You would think that picking up the mail would be a simple task. One that needs no rocket-scientist experience, no MENSA membership card, no Olympic athlete physique. And if that's what you think, YOU WOULD BE WRONG, BY CRACKY!
The Pony stayed behind while I navigated the new Hillmomba Autobahn detour route to town for my daily 44 oz. Diet Coke. Today was a case of not the struggle, but the triumph. The trip itself was fairly uneventful. I only had to shake my curmudgeonly fist of outrage a couple of times. I nabbed that magical elixir in record time. But since The Pony was swishing his tail in the basement paddock rather than riding behind me and trotting out to get the mail, I had to do it myself.
I know how that husband felt, back in the 70s, when he asked his wifey for a beer, and she hollered from the kitchen, "GET IT YOURSELF, BOB!" Except my name isn't Bob. And I don't drink. So I didn't want a beer. But other than that, I know exactly how he felt.
First of all, a kindly anonymous donor paid for about ten loads of gravel to be put down on our road. I don't know the official name for this size gravel particle. Whereas the standard gray driveway gravel we get is called two-inch clean by the gravel dealers, this stuff must be in the double digits. I swear, it is HUGE. Every time I drive over it, the word riprap comes to mind. You know riprap. The rocks that line dams and levees and lakes, where you don't want any erosion going on. When we drive on our gravel road now, there arises such a clatter that my Sirius XM Seventies can hardly be heard. A seasoned mountain goat would be hard-pressed to take two steps over these particles without spraining a fetlock.
Secondly, Mrs. Hillbilly Mom does not enjoy a noontime hike. Gone are the days when I could whip a U-turn, pull T-Hoe over to the wrong side of the road, and open the door of EmBee the steel-pipe mailbox from my driver's seat. The new Hillmomba Autobahn put an end to that practice. So I had to maneuver myself over those bonebreakers to even get to the blacktop edge of the new Hillmomba Autobahn.

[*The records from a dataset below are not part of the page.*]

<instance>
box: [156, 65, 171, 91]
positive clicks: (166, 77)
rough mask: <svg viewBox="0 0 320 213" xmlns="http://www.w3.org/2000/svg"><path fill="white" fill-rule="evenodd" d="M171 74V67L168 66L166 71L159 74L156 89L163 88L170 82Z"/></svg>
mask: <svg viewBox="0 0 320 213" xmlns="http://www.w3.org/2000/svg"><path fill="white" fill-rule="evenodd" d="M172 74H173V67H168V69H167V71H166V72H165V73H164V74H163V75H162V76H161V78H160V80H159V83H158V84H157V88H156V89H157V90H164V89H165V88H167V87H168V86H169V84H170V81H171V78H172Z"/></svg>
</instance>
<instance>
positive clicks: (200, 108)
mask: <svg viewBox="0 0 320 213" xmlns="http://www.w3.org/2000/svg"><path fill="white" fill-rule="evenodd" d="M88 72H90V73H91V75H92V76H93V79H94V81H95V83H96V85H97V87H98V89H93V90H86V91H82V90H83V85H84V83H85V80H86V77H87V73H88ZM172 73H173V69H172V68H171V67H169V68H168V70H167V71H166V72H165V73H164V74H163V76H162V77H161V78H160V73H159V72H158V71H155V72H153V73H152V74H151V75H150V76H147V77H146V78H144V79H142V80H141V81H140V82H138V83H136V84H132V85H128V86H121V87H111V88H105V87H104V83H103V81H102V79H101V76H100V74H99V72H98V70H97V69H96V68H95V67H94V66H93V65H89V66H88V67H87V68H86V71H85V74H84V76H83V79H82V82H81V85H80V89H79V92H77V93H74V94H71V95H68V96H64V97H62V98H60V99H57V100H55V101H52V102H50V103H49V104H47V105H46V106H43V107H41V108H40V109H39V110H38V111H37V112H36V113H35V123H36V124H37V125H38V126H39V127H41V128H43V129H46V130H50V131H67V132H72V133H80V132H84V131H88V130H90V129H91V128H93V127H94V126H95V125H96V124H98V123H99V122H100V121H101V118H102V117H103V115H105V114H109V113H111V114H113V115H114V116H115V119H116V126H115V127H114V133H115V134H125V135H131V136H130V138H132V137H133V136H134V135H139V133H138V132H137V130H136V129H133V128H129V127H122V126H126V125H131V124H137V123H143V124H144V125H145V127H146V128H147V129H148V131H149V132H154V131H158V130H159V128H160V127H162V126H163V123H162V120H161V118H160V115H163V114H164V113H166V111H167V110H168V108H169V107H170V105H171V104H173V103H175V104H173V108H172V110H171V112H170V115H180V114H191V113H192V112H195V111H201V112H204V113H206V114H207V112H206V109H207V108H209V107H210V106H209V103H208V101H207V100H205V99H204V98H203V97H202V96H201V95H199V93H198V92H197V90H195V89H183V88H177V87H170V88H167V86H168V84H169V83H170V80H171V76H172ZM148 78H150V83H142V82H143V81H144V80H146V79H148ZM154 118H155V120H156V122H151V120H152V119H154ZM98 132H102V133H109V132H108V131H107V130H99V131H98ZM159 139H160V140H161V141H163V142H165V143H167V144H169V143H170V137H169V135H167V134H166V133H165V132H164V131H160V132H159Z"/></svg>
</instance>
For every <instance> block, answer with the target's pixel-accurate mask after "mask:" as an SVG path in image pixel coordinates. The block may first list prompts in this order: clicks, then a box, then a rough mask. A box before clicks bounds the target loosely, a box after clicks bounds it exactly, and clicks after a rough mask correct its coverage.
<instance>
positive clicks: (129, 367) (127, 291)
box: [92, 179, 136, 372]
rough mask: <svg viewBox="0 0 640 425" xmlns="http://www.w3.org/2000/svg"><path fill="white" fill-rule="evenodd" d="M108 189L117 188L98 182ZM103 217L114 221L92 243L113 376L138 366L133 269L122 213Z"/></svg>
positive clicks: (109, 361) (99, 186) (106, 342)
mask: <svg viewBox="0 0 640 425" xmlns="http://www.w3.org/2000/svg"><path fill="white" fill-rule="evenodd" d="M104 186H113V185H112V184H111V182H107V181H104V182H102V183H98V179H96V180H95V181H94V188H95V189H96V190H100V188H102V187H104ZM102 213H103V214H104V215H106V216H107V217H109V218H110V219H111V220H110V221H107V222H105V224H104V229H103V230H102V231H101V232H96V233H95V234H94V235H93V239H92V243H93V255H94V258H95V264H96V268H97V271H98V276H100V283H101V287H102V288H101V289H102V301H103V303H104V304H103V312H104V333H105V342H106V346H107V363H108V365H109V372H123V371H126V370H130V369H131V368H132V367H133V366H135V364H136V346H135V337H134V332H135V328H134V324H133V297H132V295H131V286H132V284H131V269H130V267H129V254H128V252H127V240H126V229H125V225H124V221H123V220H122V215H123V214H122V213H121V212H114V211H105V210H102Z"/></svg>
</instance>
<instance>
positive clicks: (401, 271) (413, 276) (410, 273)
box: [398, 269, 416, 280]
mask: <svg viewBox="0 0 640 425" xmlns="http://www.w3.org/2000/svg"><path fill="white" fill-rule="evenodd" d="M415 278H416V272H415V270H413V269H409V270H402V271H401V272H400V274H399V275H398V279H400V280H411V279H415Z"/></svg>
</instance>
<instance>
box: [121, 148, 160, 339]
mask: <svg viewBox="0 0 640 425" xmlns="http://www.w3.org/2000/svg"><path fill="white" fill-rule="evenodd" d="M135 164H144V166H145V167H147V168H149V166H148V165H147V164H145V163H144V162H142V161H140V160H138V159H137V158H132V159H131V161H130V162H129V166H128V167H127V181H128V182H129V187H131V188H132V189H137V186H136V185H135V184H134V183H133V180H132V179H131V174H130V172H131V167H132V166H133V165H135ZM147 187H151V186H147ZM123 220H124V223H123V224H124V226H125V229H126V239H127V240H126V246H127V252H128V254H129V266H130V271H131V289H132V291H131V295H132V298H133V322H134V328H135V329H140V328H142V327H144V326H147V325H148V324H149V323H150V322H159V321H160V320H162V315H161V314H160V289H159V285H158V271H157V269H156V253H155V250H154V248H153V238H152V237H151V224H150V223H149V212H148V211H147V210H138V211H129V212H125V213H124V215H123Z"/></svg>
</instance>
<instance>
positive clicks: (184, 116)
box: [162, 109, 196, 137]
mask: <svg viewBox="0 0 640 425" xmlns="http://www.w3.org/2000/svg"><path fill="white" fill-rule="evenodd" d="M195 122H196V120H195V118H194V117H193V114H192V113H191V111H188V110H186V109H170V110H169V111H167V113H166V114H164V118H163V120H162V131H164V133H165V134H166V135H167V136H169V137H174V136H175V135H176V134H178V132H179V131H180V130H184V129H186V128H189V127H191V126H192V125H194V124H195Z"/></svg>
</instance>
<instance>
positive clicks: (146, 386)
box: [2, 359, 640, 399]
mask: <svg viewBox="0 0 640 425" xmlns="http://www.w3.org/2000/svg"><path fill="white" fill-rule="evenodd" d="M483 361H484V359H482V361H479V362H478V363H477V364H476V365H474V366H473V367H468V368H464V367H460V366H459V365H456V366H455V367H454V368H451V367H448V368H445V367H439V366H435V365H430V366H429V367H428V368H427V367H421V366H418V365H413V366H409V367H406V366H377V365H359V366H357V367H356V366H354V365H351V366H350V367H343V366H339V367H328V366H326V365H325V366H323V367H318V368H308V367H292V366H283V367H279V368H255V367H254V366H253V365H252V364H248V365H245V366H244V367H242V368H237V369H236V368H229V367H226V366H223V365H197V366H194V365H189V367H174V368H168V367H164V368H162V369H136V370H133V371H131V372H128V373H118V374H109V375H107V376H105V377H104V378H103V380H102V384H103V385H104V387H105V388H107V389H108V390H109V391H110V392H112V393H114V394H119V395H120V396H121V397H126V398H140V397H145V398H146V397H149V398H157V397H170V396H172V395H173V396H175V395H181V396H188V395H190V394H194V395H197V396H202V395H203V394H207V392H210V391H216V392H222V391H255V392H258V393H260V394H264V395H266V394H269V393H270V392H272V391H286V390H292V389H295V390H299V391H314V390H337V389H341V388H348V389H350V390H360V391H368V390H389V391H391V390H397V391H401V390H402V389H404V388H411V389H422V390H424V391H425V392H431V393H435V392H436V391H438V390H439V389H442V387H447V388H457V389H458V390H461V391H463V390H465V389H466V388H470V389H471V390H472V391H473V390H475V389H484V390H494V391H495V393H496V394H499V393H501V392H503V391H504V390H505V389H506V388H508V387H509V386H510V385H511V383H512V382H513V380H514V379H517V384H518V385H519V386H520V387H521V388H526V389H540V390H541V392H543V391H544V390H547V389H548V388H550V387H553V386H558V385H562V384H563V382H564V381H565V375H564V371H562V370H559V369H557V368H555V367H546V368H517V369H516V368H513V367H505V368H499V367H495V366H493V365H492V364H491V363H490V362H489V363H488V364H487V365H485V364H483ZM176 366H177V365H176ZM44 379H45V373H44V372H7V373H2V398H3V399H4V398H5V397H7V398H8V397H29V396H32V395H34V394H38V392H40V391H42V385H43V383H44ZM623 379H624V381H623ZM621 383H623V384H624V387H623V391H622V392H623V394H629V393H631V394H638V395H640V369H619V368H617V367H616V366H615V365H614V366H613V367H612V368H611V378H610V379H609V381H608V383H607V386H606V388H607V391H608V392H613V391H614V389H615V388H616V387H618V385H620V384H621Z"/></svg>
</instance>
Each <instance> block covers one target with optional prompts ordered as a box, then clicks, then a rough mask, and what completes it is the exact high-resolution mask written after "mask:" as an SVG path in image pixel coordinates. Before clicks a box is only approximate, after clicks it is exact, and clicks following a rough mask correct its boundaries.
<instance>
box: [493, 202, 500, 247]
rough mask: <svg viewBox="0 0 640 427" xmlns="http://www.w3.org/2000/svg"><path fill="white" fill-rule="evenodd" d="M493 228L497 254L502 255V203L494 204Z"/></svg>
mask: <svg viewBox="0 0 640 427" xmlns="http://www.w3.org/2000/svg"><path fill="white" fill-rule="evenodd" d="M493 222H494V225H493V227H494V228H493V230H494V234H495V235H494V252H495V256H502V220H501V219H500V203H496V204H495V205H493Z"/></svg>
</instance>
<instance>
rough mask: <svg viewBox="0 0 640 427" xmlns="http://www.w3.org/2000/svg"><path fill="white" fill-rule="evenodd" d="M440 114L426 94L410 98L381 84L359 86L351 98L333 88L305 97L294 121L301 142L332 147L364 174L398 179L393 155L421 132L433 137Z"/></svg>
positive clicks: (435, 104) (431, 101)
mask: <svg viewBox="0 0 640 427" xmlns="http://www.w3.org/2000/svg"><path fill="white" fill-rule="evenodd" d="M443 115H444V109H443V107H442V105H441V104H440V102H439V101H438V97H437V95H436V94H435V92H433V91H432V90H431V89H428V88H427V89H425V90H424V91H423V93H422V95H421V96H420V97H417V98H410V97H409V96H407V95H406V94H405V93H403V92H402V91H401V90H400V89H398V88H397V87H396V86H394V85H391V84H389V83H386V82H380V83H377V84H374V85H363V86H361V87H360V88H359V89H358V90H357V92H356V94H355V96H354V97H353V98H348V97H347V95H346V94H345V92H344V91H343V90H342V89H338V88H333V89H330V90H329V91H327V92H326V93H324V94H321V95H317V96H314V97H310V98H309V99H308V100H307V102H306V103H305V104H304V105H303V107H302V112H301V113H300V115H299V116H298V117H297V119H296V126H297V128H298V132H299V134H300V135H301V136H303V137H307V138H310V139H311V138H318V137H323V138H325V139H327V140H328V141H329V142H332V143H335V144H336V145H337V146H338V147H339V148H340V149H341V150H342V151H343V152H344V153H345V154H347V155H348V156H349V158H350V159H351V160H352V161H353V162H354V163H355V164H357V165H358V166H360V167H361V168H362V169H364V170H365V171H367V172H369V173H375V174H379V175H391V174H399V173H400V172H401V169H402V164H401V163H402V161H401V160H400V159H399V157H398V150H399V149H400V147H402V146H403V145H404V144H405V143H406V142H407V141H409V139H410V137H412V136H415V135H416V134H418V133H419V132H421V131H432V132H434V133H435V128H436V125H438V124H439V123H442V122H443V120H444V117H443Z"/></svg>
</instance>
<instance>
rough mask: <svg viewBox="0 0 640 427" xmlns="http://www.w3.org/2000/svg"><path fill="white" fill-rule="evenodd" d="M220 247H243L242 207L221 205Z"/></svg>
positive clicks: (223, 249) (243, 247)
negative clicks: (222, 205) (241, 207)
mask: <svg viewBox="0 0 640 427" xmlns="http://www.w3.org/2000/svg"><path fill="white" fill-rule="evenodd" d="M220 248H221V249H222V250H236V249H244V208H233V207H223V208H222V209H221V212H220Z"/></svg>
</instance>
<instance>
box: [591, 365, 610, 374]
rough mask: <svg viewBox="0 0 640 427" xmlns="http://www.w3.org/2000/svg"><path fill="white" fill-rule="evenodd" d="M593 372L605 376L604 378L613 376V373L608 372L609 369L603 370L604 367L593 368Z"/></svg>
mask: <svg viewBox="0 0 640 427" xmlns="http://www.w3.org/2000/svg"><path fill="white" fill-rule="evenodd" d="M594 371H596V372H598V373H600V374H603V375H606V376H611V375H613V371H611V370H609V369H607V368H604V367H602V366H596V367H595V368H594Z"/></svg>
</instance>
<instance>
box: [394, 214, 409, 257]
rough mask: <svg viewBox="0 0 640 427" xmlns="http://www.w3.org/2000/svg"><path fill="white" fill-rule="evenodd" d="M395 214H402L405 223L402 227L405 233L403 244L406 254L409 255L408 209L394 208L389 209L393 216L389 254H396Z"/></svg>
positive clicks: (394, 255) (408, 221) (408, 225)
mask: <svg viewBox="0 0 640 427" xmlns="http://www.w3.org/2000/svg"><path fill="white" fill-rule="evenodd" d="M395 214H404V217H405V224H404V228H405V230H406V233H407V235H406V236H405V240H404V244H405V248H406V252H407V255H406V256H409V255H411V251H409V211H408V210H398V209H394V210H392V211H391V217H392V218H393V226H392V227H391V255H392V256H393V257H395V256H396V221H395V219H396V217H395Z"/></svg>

Thirdly, Mrs. Hillbilly Mom is no Frogger. Yet super-duper, George Costanza Frogger skillz are needed to get across the new Hillmomba Autobahn without taking a direct hit from a septic-tank sucker or a 15-roll hay wagon towed by a dually. I proceeded, I listed to port, I receded, I sidled starboard, and I arrived at EmBee's wooden, multi-mailbox hut. I had to step aside for a moment, as a passing Hillmomba Autobahn missile screamed past, blowing my hair like the hipster tie of that guy in a chair listening to a Hitachi speaker.
Fourthly, the carrier had rammed a large envelope addressed to Genius deep into the recesses of EmBee's green metal tube innards. I had to balance an eclectic mix of postcard electric bill, two #10 business envelopes, an Entertainment Weekly, and an internet service half-size cardboard flyer in my right hand while digging out that big envelope from the Missouri Secondary School Principals' Association with my left. It must have been a certificate of some kind from his Top 100 Scholars fete.
Back at the Mansion, I called The Pony as T-Hoe chugged down the driveway. He cheerfully bore my burdens into the house. I washed my hands of the dust of sweet, sweet Juno, who is a dirty girl in the summertime. She revels in a daily dustbath, and snoozes under the $1000 Caravan. While prepping my 44 oz. Diet Coke for downstairs delivery by double-cupping, I saw a stain on the damp paper towel I had just used to dry my hands. The Pony had squirted out some ketchup for a corn dog I brought him from the gas station chicken store. I mentally chastised him for cleaning up his mess with my hand towel. I might have used it to wipe off the side of my Diet Coke cup. Because there's nothing Mrs. Hillbilly Mom loves more than saving the environment one paper towel at a time, unless it's her 44 oz. Diet Coke. I said nothing, though, because that little fella is such a help to me. I said nothing. Until...
"HEY! That's BLOOD all over my paper towel!"
I searched myself for entry wounds. There. On the back of my hand. It was bleeding like a stuck leech in a Coumadin factory. EmBee had gouged me good with her screwy snaggletooth. The one that juts from her circular door flap, to mesh with the magnet at the top of her pipe-hole opening. The Pony ran to get me a bandaid. He hates to see me hurt. And to see blood flowing at the kitchen counter.
Life is fraught with danger here on the frontier.